The expo comes at a time when China’s box office, up 86% in the first half of this year, is boosted in large part by Hollywood blockbusters such as Avatar, which grossed $204 million here, more in China than any territory outside the U.S. Much of that film’s success was on China’s some 800 3D screens, where tickets went for upwards of 100 yuan ($15) each.
After the failure of Chinese director A Gan’s 3D movie Don Quixote, which was pulled from screens quickly after its Oct. 15 premiere, Bai said there was much work to be done for Chinese 3D to catch up with Hollywood. “It somewhat shakes the confidence of Chinese movie industry in doing 3D,” Bai told The Hollywood Reporter. “The pure domestic attempts on 3D have not been very eager.”
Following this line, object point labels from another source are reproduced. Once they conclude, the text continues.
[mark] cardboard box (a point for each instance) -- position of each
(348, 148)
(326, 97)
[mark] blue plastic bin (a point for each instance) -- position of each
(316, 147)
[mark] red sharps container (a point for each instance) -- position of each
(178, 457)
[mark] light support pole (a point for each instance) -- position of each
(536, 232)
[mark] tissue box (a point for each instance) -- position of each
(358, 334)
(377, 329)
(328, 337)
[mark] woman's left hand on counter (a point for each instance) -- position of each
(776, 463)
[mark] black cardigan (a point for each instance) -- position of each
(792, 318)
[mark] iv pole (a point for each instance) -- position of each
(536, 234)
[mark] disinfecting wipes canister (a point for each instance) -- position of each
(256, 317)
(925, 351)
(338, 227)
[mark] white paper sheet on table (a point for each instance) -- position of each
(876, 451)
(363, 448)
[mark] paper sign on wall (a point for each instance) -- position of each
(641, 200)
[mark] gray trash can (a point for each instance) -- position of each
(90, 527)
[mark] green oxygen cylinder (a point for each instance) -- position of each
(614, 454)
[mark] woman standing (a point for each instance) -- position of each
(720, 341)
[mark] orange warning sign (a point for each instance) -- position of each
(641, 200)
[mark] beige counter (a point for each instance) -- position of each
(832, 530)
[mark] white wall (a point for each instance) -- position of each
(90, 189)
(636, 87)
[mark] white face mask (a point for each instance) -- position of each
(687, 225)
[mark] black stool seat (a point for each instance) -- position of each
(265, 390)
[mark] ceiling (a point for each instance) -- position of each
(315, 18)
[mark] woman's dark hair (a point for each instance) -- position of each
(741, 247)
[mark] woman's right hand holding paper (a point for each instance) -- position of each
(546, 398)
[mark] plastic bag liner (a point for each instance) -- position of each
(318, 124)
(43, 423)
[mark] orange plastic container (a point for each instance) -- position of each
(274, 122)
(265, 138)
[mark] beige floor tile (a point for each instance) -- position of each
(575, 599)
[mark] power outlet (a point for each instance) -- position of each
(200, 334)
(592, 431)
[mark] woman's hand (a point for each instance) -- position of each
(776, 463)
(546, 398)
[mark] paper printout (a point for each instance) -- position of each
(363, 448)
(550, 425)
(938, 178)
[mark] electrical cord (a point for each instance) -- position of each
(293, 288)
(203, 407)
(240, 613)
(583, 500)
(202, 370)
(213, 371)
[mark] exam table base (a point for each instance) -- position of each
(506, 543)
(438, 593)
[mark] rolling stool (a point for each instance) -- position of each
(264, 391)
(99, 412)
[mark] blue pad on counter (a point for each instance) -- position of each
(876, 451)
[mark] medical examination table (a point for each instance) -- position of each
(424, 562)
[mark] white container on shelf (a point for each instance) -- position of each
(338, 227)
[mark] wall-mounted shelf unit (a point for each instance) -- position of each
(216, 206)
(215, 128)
To encourage the development and domestic use of the technology, the 3D Creation Expo also will feature a short film called Hi from Hollywood, produced by film students at the University of Southern California now taking the classes of professor Michael Peyser, producer of U2 3D, among other films.
The expo, which initially drew about 175 guests, mostly young Chinese film producers, filmmakers and students, was scheduled to kick off with talks about 3D technology and the potential growth in the industry. A talk on the importance of storytelling to any film, 2D or 3D, was set to include Creative Artists Agency China president Peter Loehr, City of Life and Death director Lu Chuan, Greg Basser, CEO, Village Roadshow Entertainment Group and Qian Chong Yuan, director of the film department of Beijing Forbidden City Film Co.
Other guest panelists included Chen Xiaowei, CEO of Chengtian, the company that recently bought a stake in Hollywood’s Legendary Pictures, and Billy Wu, CEO of Technicolor China.
“Everybody’s interested in 3D production, but the workflow is not yet standardized so we have lots of room for improvement,” said Zhang Jianlong, who goes by Stego, general manager of new Beijing-based 3D production company d+. D+ is now doing the 3D work on Hong Kong director Tsui Hark’s Bona Film Group remake of the classic martial arts film The Flying Swords of Dragon Gate, starring Hollywood crossover star Jet Li.
China’s overall ticket sales soared 86% to $714 million from January through June and are sure to shatter 2009’s record box office take of $909 million.
“Twenty years ago when I started working in movies in Asia, Japan was the important territory,” said Eliasoph, now managing director of law firm Covington and Burling. “Now, it’s China and 3D is an important part of this industry’s growth.”